女川原発、実効性なき避難計画に基づく再稼働認められない
「脱原発首長会議」が緊急声明
佐藤和雄|2020年10月13日5:35PM
【「避難」前提にエネルギーを生産することの愚かしさ】
9月12日のオンラインフォーラムでは、女川原発から30キロ圏内にある宮城県美里町の相澤清一町長が、『河北新報』が4月に実施した世論調査で再稼働に反対が61・5%、原発の安全性については74・0%が「不安に思う」と回答したことを紹介。「多くの方が不安を持っている。民意を聞くのが地方自治の基本であり、それをないがしろにするのは地方自治の否定につながる」と述べ、再稼働反対への強い姿勢を示した。
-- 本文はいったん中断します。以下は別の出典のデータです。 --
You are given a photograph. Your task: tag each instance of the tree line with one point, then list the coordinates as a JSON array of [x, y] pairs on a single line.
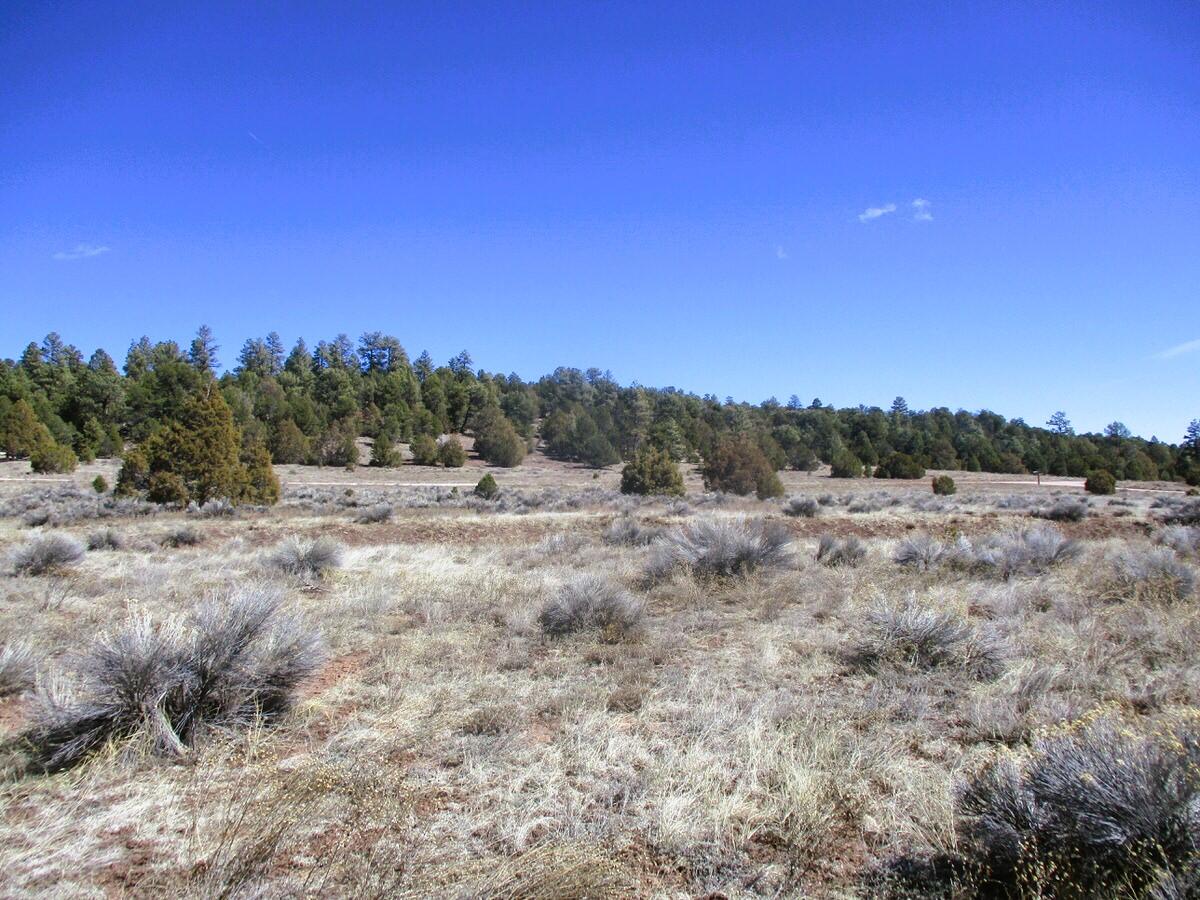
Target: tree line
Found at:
[[309, 406]]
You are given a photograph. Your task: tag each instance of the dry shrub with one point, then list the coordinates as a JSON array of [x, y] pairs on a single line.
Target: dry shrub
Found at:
[[720, 549], [838, 552], [234, 660], [18, 667], [802, 508], [376, 514], [306, 558], [46, 553], [1147, 575], [913, 636], [629, 532], [592, 603]]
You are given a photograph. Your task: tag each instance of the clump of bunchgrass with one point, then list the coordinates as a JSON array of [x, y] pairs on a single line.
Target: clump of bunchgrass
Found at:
[[591, 603], [46, 553]]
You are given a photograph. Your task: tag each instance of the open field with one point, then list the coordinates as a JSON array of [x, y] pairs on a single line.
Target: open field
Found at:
[[775, 727]]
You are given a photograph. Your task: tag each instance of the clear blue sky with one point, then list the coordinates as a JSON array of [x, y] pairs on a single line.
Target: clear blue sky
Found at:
[[682, 195]]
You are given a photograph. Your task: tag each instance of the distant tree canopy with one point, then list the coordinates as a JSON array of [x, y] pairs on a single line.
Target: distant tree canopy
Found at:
[[311, 405]]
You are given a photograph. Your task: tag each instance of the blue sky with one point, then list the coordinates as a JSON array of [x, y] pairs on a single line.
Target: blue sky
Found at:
[[681, 193]]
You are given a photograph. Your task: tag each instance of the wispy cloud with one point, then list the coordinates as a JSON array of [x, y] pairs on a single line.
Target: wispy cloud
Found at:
[[873, 213], [1179, 349], [82, 251]]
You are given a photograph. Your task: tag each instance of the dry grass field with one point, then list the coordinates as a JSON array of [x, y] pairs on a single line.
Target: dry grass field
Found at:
[[569, 693]]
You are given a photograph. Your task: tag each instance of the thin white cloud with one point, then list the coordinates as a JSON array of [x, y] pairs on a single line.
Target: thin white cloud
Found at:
[[1179, 349], [82, 251], [873, 213]]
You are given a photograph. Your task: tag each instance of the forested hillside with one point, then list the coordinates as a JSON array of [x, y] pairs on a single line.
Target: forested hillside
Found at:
[[310, 405]]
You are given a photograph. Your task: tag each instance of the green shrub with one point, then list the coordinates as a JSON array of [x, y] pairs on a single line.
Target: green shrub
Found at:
[[487, 489], [1101, 481], [652, 472], [425, 450], [900, 466], [845, 465], [738, 466], [451, 454], [168, 489], [51, 457], [383, 451], [945, 485]]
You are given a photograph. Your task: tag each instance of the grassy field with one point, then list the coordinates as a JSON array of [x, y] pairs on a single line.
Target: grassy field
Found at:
[[570, 693]]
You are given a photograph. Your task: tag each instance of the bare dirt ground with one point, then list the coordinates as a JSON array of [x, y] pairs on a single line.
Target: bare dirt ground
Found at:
[[729, 744]]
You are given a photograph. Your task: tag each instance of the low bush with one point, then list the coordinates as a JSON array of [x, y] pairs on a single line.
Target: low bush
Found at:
[[652, 472], [592, 603], [487, 489], [106, 539], [306, 558], [376, 514], [1095, 810], [181, 537], [46, 553], [919, 551], [917, 637], [1149, 575], [1183, 540], [1101, 481], [425, 450], [1066, 509], [943, 485], [802, 508], [838, 552], [629, 532], [451, 455], [237, 660], [720, 549]]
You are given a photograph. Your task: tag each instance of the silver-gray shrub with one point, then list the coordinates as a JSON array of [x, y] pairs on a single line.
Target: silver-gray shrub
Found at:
[[18, 667], [1183, 540], [375, 514], [720, 549], [1150, 575], [801, 508], [106, 539], [1025, 551], [238, 659], [46, 553], [837, 552], [915, 636], [629, 532], [306, 558], [919, 551], [1097, 810], [591, 603]]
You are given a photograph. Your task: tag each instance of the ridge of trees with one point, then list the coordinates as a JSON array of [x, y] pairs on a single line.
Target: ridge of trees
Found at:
[[310, 406]]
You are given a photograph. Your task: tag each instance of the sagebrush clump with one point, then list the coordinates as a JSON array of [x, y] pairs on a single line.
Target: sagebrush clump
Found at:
[[720, 549], [591, 603], [237, 659], [46, 553]]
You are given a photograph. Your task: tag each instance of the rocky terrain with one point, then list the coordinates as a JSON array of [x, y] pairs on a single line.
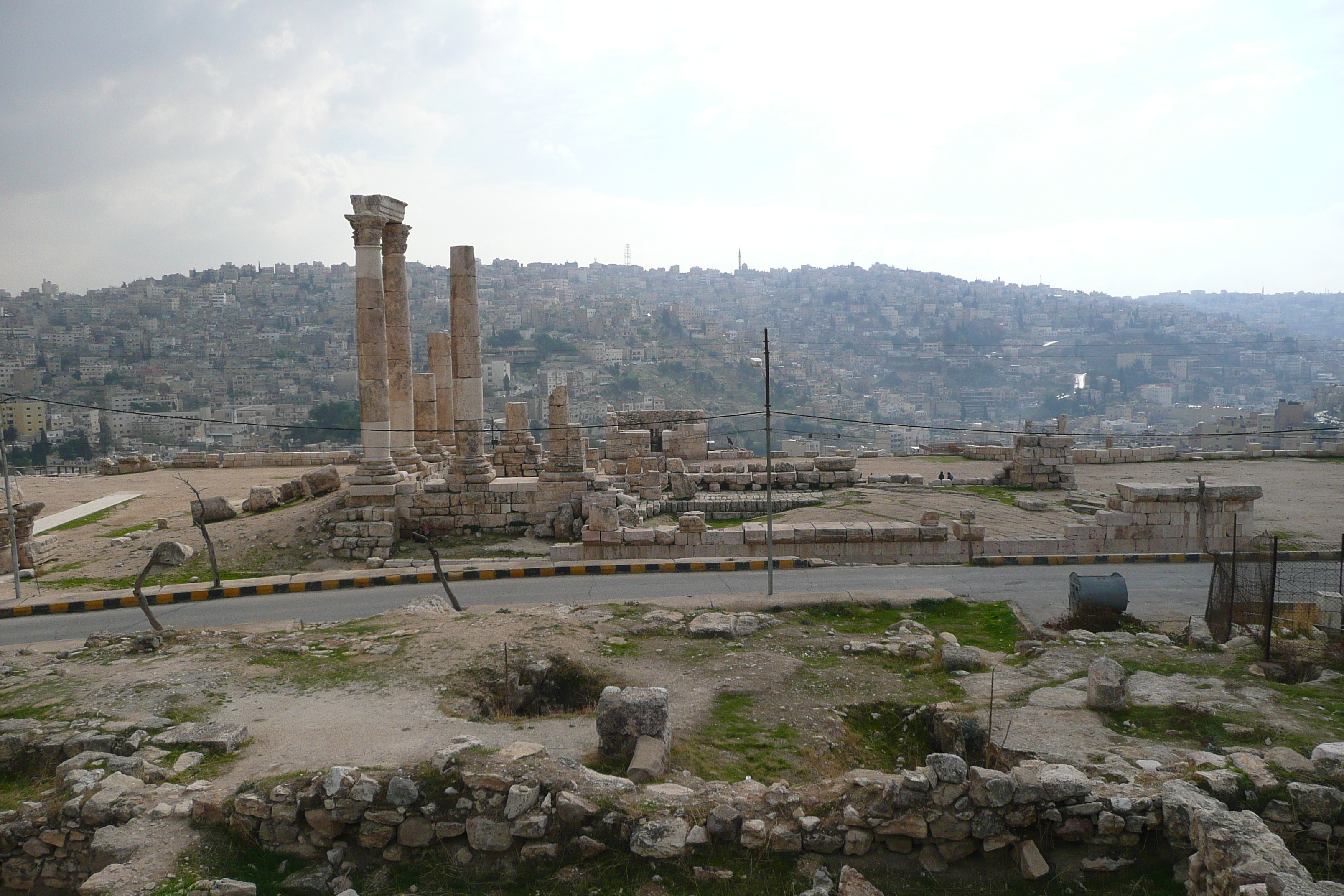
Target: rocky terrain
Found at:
[[785, 699]]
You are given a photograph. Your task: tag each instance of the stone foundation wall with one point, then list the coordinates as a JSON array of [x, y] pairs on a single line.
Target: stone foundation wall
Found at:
[[125, 465], [209, 460], [1041, 463], [1144, 519], [1158, 519], [34, 550], [499, 813]]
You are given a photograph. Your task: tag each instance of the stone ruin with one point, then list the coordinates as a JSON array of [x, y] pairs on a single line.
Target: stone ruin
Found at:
[[1039, 463], [34, 550], [521, 809], [427, 465]]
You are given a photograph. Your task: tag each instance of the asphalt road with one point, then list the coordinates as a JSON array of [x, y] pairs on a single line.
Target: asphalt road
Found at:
[[1156, 591]]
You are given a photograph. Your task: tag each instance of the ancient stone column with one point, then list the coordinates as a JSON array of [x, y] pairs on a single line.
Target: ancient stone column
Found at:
[[560, 406], [372, 339], [468, 400], [441, 366], [427, 417], [566, 438], [398, 315]]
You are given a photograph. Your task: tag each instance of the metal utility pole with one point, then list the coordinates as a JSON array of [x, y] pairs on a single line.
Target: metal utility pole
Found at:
[[769, 479], [14, 532], [1269, 598], [769, 471]]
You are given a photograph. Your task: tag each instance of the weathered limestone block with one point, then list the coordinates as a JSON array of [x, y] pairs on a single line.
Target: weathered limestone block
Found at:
[[624, 716], [1105, 684], [214, 509]]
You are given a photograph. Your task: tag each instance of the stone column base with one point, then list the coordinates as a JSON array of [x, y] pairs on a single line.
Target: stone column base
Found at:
[[408, 460], [377, 472]]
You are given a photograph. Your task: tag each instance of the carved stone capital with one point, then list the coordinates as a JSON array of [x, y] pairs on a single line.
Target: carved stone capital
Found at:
[[385, 207], [394, 238], [369, 229]]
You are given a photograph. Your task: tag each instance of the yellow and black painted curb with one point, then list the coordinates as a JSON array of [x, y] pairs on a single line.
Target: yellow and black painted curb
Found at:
[[379, 580], [1104, 559]]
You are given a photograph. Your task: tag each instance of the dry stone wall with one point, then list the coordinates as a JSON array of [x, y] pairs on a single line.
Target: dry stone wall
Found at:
[[210, 460], [1143, 519], [498, 813]]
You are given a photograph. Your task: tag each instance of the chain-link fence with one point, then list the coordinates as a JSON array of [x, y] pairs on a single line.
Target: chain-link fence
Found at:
[[1260, 583]]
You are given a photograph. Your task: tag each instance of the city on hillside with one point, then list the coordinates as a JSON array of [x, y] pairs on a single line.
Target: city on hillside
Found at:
[[883, 359]]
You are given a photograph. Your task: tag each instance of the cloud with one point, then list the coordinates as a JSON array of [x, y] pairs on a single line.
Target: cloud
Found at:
[[1124, 150]]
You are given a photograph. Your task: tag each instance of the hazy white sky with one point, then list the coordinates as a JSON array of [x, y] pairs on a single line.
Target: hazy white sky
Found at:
[[1127, 147]]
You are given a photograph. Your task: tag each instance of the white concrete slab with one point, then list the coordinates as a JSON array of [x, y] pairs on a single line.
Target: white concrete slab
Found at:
[[82, 511]]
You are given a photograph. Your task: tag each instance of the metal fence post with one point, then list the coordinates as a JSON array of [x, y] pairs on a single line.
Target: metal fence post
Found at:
[[1269, 602]]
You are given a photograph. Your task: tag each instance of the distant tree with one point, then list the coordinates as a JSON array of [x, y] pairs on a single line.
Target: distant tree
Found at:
[[504, 339], [339, 418], [547, 344], [72, 449], [41, 449]]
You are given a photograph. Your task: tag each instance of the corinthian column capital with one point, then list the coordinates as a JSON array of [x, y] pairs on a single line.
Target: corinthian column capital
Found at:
[[369, 229], [394, 238]]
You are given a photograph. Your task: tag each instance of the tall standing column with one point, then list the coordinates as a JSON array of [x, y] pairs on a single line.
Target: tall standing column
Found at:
[[427, 417], [398, 312], [441, 366], [468, 400], [372, 343]]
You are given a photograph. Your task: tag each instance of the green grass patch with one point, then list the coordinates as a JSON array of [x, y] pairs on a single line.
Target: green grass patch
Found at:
[[23, 788], [97, 516], [26, 711], [732, 745], [1002, 494], [886, 741], [464, 547], [729, 524], [983, 625], [219, 855], [754, 872], [210, 768], [628, 649], [1153, 723], [128, 530], [307, 671]]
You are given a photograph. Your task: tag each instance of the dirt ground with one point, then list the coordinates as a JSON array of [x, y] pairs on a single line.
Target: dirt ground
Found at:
[[791, 702], [281, 540], [1304, 497], [1304, 500]]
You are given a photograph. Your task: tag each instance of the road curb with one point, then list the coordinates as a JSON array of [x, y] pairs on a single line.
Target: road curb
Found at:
[[377, 580], [1105, 559]]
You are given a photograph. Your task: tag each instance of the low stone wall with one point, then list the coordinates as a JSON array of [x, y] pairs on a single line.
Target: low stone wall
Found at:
[[797, 473], [1125, 455], [987, 453], [109, 778], [496, 813], [1041, 463], [1143, 519], [34, 550], [1159, 519], [729, 506], [125, 465], [210, 460]]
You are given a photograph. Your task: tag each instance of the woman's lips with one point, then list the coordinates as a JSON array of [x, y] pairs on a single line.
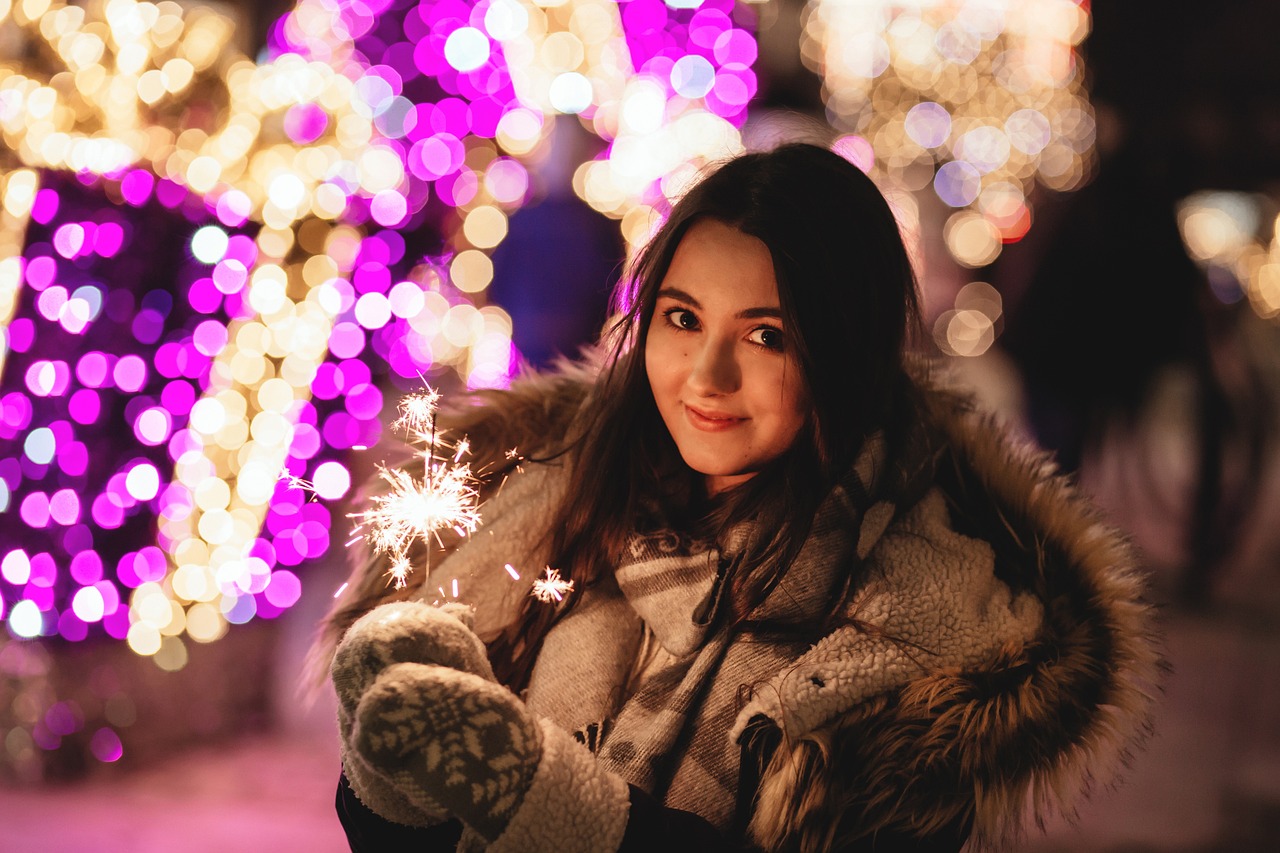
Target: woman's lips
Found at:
[[711, 422]]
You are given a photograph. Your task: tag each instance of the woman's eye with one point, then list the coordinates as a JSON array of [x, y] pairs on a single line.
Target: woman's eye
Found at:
[[681, 319], [767, 337]]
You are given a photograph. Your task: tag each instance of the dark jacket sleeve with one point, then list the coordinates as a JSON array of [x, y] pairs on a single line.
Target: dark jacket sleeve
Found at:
[[368, 831]]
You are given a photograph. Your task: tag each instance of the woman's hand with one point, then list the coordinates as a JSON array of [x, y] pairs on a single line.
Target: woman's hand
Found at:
[[452, 740], [385, 637]]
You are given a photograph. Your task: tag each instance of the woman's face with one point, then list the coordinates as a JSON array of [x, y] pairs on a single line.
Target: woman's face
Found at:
[[722, 370]]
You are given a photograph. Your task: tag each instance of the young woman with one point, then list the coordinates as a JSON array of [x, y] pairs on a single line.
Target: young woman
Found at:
[[818, 603]]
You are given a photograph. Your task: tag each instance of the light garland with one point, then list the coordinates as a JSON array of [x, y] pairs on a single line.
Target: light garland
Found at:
[[300, 177], [977, 100]]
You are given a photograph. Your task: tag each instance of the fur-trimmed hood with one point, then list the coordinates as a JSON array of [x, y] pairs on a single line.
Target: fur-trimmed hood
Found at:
[[988, 731], [996, 661]]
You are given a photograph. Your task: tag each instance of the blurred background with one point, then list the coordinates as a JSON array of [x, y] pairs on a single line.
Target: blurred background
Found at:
[[234, 235]]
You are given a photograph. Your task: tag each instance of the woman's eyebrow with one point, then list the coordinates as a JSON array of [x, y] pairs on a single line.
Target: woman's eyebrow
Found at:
[[746, 314], [676, 293]]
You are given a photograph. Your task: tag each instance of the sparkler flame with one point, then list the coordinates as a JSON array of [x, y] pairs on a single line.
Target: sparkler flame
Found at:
[[412, 509], [551, 587]]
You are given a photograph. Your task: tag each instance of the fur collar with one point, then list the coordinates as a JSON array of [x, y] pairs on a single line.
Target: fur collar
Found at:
[[1010, 737]]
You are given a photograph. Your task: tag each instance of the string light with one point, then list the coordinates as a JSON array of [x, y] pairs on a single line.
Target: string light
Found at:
[[974, 101]]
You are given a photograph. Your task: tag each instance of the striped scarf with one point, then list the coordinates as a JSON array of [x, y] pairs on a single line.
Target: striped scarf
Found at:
[[668, 735]]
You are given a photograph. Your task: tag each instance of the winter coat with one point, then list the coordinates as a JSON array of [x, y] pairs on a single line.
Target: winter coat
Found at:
[[997, 661]]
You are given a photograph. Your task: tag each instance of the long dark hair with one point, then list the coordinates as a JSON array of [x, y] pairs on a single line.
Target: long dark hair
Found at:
[[849, 301]]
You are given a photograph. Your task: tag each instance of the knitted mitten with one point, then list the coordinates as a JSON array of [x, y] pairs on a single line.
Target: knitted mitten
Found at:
[[451, 740], [401, 632]]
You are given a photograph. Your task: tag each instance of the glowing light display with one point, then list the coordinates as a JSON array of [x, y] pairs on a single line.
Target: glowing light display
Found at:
[[1229, 235], [969, 99], [150, 398]]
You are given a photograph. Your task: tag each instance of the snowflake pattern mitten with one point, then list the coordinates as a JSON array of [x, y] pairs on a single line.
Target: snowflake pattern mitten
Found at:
[[449, 739], [396, 633]]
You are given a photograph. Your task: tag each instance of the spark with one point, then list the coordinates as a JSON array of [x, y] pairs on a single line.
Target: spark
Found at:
[[417, 413], [417, 510], [552, 587]]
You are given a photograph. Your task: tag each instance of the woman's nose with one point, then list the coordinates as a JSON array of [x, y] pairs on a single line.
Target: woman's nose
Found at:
[[714, 370]]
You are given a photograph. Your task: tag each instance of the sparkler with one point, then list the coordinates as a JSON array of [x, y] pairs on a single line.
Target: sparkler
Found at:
[[551, 587], [421, 509]]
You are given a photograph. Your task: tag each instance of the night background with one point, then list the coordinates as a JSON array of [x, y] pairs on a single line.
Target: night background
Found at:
[[181, 323]]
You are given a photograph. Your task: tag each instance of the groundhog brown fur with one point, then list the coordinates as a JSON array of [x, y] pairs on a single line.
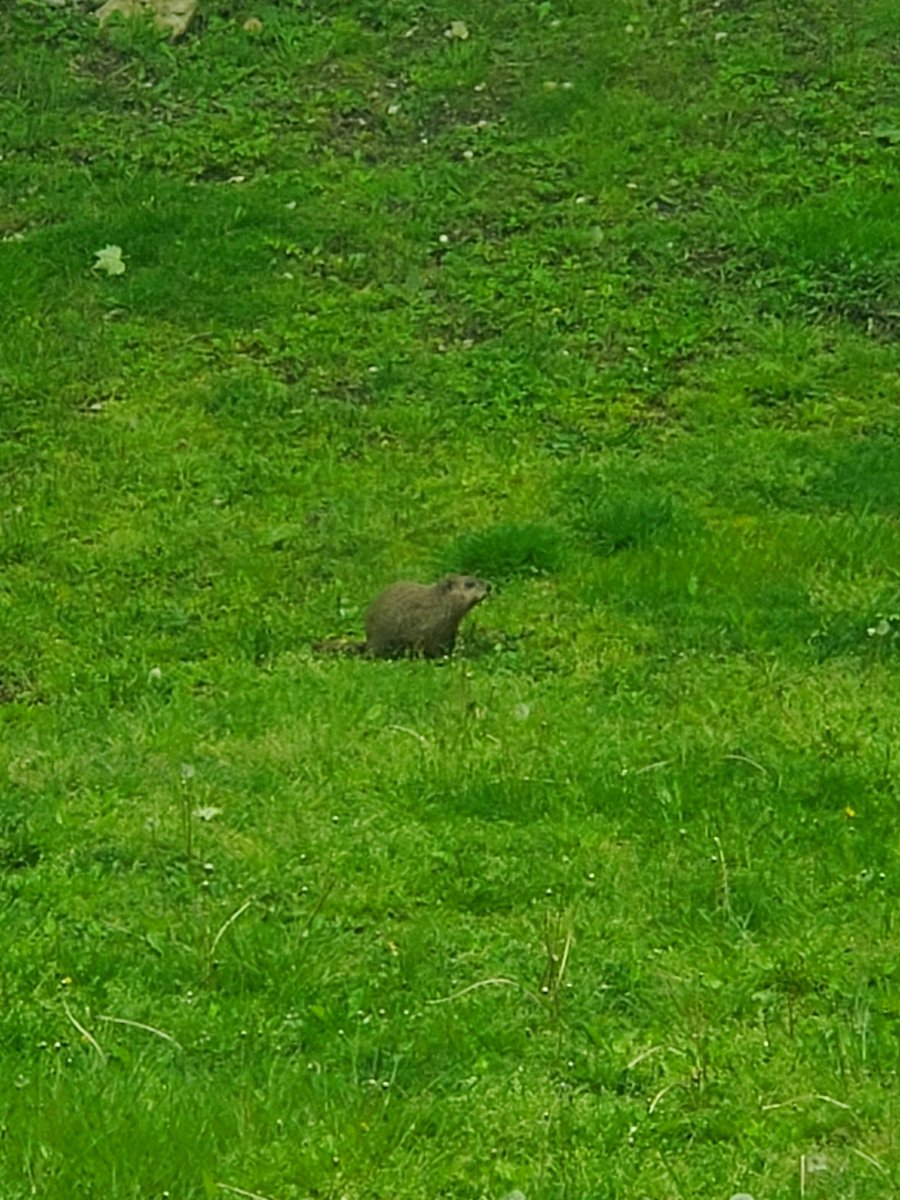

首長会議の世話人の一人、桜井勝延前福島県南相馬市長は「避難計画についていろいろと議論されているが、『避難計画は機能しない』というのが、東日本大震災の際に私が経験した教訓。そもそもなぜ避難することを前提にエネルギーを生産しなければならないのか。命と向き合わなければならないようなエネルギー政策を推進することが間違いだ」と述べた。
また、村上前東海村長は東日本大震災を振り返り「私はあの時、女川から東海までの全原発14基すべてがメルトダウン寸前にあったと思っています。この思いは今も変わっていません」「女川原発の根本的な問題は、原子炉自体にある。炉型は、ゼネラル・エレクトリック(GE)製の沸騰水型MARK1型である。この炉型の欠陥は福島第一で証明済み。女川はまったくダメです」とのメッセージを発表した。
フォーラムには宮城県議で「脱原発をめざす宮城県議の会」の佐々木功悦会長や「女川原発の再稼働を許さない! みやぎアクション」世話人の舘脇章宏氏、弁護士で「新潟県原子力災害時の避難方法に関する検証委員会」委員を務める大河陽子氏が登壇。首長会議からは保坂展人・東京都世田谷区長ら15人が参加した。